In the frame of the development of new Electrical Ground Support Equipment (EGSE) for the testing phase of a spacecraft and its subsystems, the Engineering Services Section, within the Testing Division, Mechanical Systems Department, at the European Space and Technology Centre (ESTEC), has started an investigation aiming to verify the performances of a contact-less measurement system based on a high-speed camera and image processing techniques. This shall be used as an additional tool during the future test campaigns to be held at ESTEC, every time a non-intrusive GSE is required. The system is based on a PhotronTM High Speed System, composed of a High Speed camera connected to its frame-grabber via a Panel LinkTM bus, and a SW interface for the camera control.

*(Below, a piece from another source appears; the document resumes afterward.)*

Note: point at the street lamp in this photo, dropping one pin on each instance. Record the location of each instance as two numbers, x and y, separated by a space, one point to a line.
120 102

Derivative Filters and techniques for edge detection, such as the Sobel, Prewitt and Laplace algorithms, have been used for the image enhancement and processing during several tests campaigns, which have been held to evaluate the measurement system. The improvement of the detection of the movement of the specimen has been achieved by sticking, where possible, one or more optical targets over the surface of the test article. The targets are of two types: for ambient and vacuum qualified.
The performances of the measuring system have been evaluated and are summarized in this paper. The limitations of the proposed tool have been assessed, together with the identifications of the possible scenarios where this system would be useful and could be applied to increase the effectiveness of the verification phase of a spacecraft-subsystem.